Self-Association of Human Erythrocyte Phosphofructokinase. Kinetic Behaviour in Dependence on Enzyme Concentration and Mode of Association

Abstract

The kinetic hehavior of human erythocyte phosphofructokinase (EC 2.7.1.11) was analyzed over a relative wide range of enzyme concentration (0.02-1.7 .mu.g/ml). The kinetic cooperativity, which becomes apparent when the enzymic reaction rate is plotted vs. the fructose 6-phosphate concentration, decreases with increasing enzyme concentration. Simultaneously, a decrease of the half-saturation concentration for fructose 6-phosphate [S]0.5 is observed. Maximum velocity passes through a maximum at increasing enzyme concentrations. Sets of curves represinting specific enzymic activity of phosphofructokinase vs. enzyme concentration obtained at various fixed concentrations of fructose 6-phosphate and ATP are analyzed.

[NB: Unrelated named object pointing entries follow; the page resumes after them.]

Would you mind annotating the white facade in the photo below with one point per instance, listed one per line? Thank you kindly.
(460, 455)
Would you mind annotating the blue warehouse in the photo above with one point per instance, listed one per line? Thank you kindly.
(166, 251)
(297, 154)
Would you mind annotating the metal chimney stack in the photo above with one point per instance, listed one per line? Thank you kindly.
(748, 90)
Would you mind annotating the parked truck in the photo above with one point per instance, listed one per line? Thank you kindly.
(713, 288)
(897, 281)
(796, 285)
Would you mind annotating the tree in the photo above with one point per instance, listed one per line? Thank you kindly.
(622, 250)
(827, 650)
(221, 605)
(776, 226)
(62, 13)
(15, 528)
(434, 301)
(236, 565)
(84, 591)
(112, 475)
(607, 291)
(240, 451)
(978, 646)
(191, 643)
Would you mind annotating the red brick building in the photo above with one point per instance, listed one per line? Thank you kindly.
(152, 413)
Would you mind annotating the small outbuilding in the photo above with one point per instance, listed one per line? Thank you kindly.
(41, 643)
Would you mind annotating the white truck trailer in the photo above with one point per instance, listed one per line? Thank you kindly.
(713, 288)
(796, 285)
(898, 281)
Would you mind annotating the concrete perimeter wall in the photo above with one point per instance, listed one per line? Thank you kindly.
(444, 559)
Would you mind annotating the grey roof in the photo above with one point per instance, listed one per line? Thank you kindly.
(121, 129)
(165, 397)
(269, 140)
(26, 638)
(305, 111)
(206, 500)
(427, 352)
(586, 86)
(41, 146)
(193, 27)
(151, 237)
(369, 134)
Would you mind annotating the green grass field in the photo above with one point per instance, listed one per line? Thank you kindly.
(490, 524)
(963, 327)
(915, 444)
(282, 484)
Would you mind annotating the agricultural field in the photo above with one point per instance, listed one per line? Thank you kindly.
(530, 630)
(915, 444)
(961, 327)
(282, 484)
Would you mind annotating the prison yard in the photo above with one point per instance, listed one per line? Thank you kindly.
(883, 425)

The shapes of these curves are interpreted in terms of an association model of human erythrocyte phosphofructokinase, in which an inactive dimer (Mr 190,000) and active multimers of the dimeric form are involved. The sigmoidal shape of the plots of the enzymic reaction rate vs. fructose 6-phosphate concentration is partially caused by a displacement of the equilibrium between different states of association of phosphofructokinase to multimers by this substrate. The inhibition of the enzyme by high concentration of ATP may be partially caused by a shift of this equilibrium to the state of the inactive dimer.